The CBA offers a possible solution for players of Brown’s caliber. If he makes an All-NBA team next season, he will immediately be eligible for a five-year supermax extension starting at 35 percent of the cap. But in another bit of Durant-related irony, that contract would only be available to him if he stays in Boston. When Durant left Oklahoma City for Golden State, the NBA created the supermax as a way to keep stars on their original teams. Therefore, it is only available to players who are on the team that drafted them or a team that traded for them during the first four years of their career. Brown currently meets that criteria as a member of the Celtics. If they trade him to Brooklyn, he would no longer qualify. It’s a shame, too, because as a centerpiece for the Nets, he’d probably have a better chance at NBA honors than he would as a supporting player in Boston.

It has long been reported that Brooklyn hopes to land an All-Star caliber player in any Durant deal. They could get one in a Brown deal, but it’s much harder to tell if they could keep him. The Celtics have been on the other side of that equation. In 2017, they traded for Kyrie Irving with two years left on his deal. In 2018, Irving himself said he planned to re-sign with the Celtics, but because his original deal came before the 2016 cap increase, the extension would have limited his earning potential. By the time free agency hit, he had decided he wanted out of Boston.

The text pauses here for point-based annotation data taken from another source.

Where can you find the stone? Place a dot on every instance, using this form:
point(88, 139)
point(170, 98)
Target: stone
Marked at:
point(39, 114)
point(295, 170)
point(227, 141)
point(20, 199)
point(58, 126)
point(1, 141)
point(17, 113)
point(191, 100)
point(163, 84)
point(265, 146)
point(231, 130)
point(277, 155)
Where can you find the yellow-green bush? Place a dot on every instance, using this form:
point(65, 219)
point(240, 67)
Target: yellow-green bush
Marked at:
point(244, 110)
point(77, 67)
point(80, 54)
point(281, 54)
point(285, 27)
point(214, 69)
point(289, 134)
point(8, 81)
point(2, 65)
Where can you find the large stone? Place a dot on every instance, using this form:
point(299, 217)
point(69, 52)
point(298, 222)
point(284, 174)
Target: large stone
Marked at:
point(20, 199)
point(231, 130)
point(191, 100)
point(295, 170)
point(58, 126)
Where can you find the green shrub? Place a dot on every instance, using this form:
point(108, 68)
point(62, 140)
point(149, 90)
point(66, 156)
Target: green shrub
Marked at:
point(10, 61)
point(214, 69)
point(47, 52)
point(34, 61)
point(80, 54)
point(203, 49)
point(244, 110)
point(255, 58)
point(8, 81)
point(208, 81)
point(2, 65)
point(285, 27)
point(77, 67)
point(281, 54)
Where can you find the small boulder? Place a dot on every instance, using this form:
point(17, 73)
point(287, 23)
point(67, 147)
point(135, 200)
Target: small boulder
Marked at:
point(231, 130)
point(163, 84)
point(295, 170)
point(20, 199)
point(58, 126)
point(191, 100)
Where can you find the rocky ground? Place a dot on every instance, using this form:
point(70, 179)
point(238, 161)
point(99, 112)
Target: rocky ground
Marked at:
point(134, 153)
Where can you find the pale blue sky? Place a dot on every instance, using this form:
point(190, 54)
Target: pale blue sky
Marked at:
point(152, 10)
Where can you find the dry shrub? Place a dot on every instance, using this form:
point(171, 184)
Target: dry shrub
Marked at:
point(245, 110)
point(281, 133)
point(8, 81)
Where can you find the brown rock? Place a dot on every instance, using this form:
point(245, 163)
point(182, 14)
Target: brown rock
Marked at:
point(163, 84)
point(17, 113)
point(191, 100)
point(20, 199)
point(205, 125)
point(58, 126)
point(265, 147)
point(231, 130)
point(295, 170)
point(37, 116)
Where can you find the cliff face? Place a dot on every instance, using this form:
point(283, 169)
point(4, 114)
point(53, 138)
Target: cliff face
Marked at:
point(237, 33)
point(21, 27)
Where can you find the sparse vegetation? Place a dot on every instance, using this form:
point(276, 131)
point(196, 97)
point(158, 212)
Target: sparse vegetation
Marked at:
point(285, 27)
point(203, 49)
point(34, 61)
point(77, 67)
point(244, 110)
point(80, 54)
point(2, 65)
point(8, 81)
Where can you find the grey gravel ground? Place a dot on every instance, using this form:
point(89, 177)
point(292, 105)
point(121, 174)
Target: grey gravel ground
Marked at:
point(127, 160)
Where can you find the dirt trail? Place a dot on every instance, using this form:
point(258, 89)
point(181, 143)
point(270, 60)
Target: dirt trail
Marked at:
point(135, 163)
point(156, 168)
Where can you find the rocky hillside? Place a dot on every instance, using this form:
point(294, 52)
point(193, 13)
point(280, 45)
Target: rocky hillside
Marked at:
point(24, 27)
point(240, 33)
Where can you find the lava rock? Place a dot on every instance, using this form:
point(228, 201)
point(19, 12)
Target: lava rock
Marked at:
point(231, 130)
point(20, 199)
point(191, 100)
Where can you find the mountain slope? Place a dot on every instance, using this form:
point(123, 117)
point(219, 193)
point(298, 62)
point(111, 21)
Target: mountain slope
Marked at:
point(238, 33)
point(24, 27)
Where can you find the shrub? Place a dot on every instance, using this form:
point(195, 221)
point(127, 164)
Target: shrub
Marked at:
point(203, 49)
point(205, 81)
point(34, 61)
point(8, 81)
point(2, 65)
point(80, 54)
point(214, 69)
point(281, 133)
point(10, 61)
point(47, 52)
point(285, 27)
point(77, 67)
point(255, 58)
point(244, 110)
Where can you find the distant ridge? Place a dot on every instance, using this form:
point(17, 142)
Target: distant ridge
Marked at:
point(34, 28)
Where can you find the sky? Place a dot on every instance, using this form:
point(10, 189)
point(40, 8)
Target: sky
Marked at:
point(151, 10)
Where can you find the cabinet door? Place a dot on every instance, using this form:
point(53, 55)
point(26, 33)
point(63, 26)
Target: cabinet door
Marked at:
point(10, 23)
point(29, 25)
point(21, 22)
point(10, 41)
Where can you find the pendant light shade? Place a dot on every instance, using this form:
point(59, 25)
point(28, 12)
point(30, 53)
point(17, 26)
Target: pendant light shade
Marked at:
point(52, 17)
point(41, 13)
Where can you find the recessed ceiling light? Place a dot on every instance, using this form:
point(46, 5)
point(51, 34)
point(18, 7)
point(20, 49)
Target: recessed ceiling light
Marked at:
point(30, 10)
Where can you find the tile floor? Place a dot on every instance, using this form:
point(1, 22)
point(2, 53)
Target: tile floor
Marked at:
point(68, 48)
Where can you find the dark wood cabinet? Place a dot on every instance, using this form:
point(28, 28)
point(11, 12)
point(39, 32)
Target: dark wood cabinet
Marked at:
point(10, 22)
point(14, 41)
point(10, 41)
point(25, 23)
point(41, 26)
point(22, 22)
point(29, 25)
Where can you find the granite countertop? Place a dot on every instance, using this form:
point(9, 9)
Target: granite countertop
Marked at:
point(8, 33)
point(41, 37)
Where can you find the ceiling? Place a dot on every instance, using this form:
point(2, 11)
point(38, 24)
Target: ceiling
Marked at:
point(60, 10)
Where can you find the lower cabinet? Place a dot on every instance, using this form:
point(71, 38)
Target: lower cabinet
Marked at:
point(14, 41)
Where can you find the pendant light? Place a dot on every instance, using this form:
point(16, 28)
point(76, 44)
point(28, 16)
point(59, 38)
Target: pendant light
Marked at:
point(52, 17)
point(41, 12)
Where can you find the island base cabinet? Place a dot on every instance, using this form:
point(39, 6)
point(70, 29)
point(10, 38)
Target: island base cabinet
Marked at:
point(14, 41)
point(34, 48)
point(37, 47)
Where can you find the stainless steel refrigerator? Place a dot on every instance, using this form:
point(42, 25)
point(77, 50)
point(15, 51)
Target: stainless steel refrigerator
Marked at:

Maybe that happens to Brown in Boston. Maybe it doesn’t. Maybe Boston is only exploring this deal in the first place out of fear that Brown will leave them like Irving did. But it all represents an extremely unusual type of blockbuster business. The conventional definition of risk in basketball suggests that Boston would make the boldest move here. By trading a 25-year-old for a 33-year-old, the Celtics would significantly shorten their championship window in order to extend it in the short term. But the risk for the Nets is just as high. Even if Brooklyn believes it can build a winner around Brown, the Nets could lose him before they have the chance.